I think proton (field) should be considered as external source and denoted by (X) in feynman diagram. The above diagram is valid for scattering of fundamental particles (leptons& quarks)
question dude
#5
Jan6-13, 07:33 PM
P: 77
Quote Quote by DMESONS View Post
I think proton (field) should be considered as external source and denoted by (X) in feynman diagram. The above diagram is valid for scattering of fundamental particles (leptons& quarks)
I don't really understand that.

btw this was a question in my A-level textbook (school)
Polyrhythmic
#6
Jan6-13, 07:41 PM
P: 342
The diagram you show may be useful (but maybe even more so misleading) for a heuristic approach to the scattering problem. Apart from the remark that you would have to include arrows on the lines, one has to notice two important facts:
1.) In quantum field theory, scattering amplitudes are calculated in terms of elementary particles. In the case of the interaction of an electron with a proton, one would have to represent the latter in terms of quarks.
2.) Even if you replaced the p (proton) with q (quark), you should keep in mind that you would only have one of a number of different Feynman diagrams relevant to your scattering process. What we have here is just one of the tree-level diagrams, furthermore one also has to account for loop corrections.
Polyrhythmic
#7
Jan6-13, 07:42 PM
P: 342
Quote Quote by DMESONS View Post
I think proton (field) should be considered as external source and denoted by (X) in feynman diagram.
This makes no sense, could you please clarify?
question dude
#8
Jan6-13, 07:45 PM
P: 77
Quote Quote by Polyrhythmic View Post
The diagram you show may be useful (but maybe even more so misleading) for a heuristic approach to the scattering problem. Apart from the remark that you would have to include arrows on the lines, one has to notice two important facts:
1.) In quantum field theory, scattering amplitudes are calculated in terms of elementary particles. In the case of the interaction of an electron with a proton, one would have to represent the latter in terms of quarks.
2.) Even if you replaced the p (proton) with q (quark), you should keep in mind that you would only have one of a number of different Feynman diagrams relevant to your scattering process. What we have here is just one of the tree-level diagrams, furthermore one also has to account for loop corrections.
This isn't about scattering or any high level physics-sounding stuff.
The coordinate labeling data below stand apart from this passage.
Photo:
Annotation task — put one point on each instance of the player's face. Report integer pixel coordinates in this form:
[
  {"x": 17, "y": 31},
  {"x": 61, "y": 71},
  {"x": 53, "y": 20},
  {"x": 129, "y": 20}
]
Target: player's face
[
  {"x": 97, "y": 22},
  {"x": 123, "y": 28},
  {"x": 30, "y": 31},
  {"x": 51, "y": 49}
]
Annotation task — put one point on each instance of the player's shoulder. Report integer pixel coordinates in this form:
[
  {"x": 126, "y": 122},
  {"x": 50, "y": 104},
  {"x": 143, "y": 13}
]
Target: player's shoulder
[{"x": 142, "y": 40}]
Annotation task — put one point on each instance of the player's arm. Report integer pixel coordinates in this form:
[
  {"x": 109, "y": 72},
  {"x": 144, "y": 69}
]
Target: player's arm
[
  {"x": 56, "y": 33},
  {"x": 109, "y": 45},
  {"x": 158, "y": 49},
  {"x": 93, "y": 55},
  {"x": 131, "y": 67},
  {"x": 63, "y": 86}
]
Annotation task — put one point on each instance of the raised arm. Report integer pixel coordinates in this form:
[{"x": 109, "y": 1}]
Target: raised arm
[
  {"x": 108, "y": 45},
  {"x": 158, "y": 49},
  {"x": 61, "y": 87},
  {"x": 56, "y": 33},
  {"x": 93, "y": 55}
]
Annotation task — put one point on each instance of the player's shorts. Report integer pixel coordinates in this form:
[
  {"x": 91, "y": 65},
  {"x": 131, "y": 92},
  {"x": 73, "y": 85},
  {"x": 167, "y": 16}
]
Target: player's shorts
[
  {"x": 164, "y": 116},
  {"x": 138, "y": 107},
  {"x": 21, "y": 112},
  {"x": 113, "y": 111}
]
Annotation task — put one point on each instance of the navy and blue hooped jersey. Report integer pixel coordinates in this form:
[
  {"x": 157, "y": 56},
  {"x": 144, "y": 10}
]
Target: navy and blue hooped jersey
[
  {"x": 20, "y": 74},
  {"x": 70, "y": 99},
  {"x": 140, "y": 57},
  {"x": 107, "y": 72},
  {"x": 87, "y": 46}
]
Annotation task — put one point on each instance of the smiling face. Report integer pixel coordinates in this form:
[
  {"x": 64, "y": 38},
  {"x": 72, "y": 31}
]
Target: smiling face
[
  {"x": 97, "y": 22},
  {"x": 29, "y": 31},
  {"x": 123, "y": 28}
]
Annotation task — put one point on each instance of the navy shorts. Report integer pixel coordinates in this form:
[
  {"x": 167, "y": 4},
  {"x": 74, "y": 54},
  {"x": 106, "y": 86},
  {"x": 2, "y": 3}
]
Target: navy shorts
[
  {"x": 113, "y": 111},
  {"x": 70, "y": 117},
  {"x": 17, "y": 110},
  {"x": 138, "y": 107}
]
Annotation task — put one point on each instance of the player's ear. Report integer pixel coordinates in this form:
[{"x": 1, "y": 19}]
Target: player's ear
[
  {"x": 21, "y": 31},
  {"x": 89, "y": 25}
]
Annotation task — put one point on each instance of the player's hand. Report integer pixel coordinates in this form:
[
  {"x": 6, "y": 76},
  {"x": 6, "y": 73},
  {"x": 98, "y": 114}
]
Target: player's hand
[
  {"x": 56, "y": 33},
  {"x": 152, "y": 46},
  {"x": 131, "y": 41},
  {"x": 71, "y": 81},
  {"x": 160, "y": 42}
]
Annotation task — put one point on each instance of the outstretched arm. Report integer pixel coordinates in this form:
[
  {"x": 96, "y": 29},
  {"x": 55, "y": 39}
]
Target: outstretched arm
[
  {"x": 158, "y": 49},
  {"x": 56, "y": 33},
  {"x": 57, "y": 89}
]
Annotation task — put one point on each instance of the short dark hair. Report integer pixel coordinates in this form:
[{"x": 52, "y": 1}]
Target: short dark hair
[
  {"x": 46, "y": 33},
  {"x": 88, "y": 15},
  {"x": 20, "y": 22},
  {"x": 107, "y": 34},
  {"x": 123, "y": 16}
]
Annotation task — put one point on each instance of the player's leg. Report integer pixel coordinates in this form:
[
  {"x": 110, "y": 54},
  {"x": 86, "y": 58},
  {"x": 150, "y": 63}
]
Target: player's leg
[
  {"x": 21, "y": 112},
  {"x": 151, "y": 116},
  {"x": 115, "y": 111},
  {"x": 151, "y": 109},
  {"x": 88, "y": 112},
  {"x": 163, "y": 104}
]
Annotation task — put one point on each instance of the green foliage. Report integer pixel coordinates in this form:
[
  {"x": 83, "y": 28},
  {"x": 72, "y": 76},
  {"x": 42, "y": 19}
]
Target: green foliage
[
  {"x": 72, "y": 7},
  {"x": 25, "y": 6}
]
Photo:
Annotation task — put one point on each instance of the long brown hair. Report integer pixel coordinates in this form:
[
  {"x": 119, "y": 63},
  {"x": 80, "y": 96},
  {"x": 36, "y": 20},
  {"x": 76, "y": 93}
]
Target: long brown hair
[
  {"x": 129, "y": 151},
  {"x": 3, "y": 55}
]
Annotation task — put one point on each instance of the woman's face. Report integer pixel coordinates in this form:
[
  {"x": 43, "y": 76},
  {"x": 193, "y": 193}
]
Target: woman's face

This is just a question in my school textbook, asking me to draw a feynman diagram showing the electromagnetic force between a proton and an electron.
DMESONS
#9
Jan6-13, 07:49 PM
P: 27
Quote Quote by question dude View Post
I don't really understand that.

btw this was a question in my A-level textbook (school)
I've no idea about your course structure..but this scattering is known as deep inelastic scattering in which electrons scatter with proton constituents (quarks)..Any way, if your A-level textbook doesn't treat proton as a composite particle then you can consider it as a fundamental particle (electron with positive charge-positron)!
question dude
#10
Jan6-13, 07:53 PM
P: 77
Quote Quote by DMESONS View Post
I've no idea about your course structure..but this scattering is known as deep inelastic scattering in which electrons scatter with proton constituents (quarks)..Any way, if your A-level textbook doesn't treat proton as a composite particle then you can consider it as a fundamental particle (electron with positive charge-positron)!
yeah it does go in depth into explaining quarks, but thats several pages later on after this current question I'm doing

so if I assume the proton as being a fundamental particle with the opposite charge to an electron, is the diagram I posted correct?
DMESONS
#11
Jan6-13, 08:00 PM
P: 27
Quote Quote by question dude View Post
yeah it does go in depth into explaining quarks, but thats several pages later on after this current question I'm doing

so if I assume the proton as being a fundamental particle with the opposite charge to an electron, is the diagram I posted correct?
Yes..it is correct...don't forget to show the time follow (for example from bottom to up). Also, you should say if we consider the proton as a fundemental particle then the EM interaction between electron and proton is .. one you posted)
Polyrhythmic
#12
Jan7-13, 05:38 AM
P: 342
In this case, just don't forget to draw the arrows! However, this seems to me like a careless introduction of Feynman diagrams within a pedagogical text.
andrien
#13
Jan7-13, 07:46 AM
P: 1,020
Would it just be the same as with two electrons?
No,proton is an extended particle.An easy way to avoid structure is to use form factors i.e. modify the vertex factor -ieγμ to another one by using argument of lorentz covariance and gauge invariance in terms of two form factors F1(q2) and F2(q2) which depend only on four momentum of photon.It was first used by rosenbluth.The vertex factor at proton site should be something like on the basis of above invariance proportional to
γμF1(q2) +(SOME FACTOR)F2(q2) σμVqv,which must be used at proton vertex.
LastOneStanding
#14
Jan7-13, 12:07 PM
P: 718
andrien, the asker is in high school. If you're just going to give a highly technical answer that is obviously beyond the level of someone asking a question, you might as well not respond at all. In fact, it would probably be preferable to do so since receiving explanations that have no awareness of the audience just gets people frustrated.
LastOneStanding
#15
Jan7-13, 12:51 PM
P: 718
Quote Quote by question dude View Post
I'm kinda in two minds, I suspect that is wrong because wouldn't the fact that they attract each other (instead of repelling) means that the diagram would be drawn differently?
question_dude, there have been a few good answers here, but I think your above question indicates a bit of confusion that hasn't been addressed. It's important not take Feynman diagrams too literally. The only thing that matters physically is which bits are connected to what. So, when we draw the lowest order diagram for two electrons interacting, the fact that the legs for the two outgoing electrons are drawn pointing away from each isn't physically significant. So, for two electrons, this diagram (read left to right) is the same however you choose to rotate and twist the different pieces of it. What tells us two electrons repel each other is when we actually use the diagram to calculate the probability that two electrons with particular initial momenta will scatter off each other into two electrons with two particular final momenta. If we do this, we learn that it is more likely that by exchanging a photon the electrons will be scattered away from each other than scattered towards each other—a repulsive force.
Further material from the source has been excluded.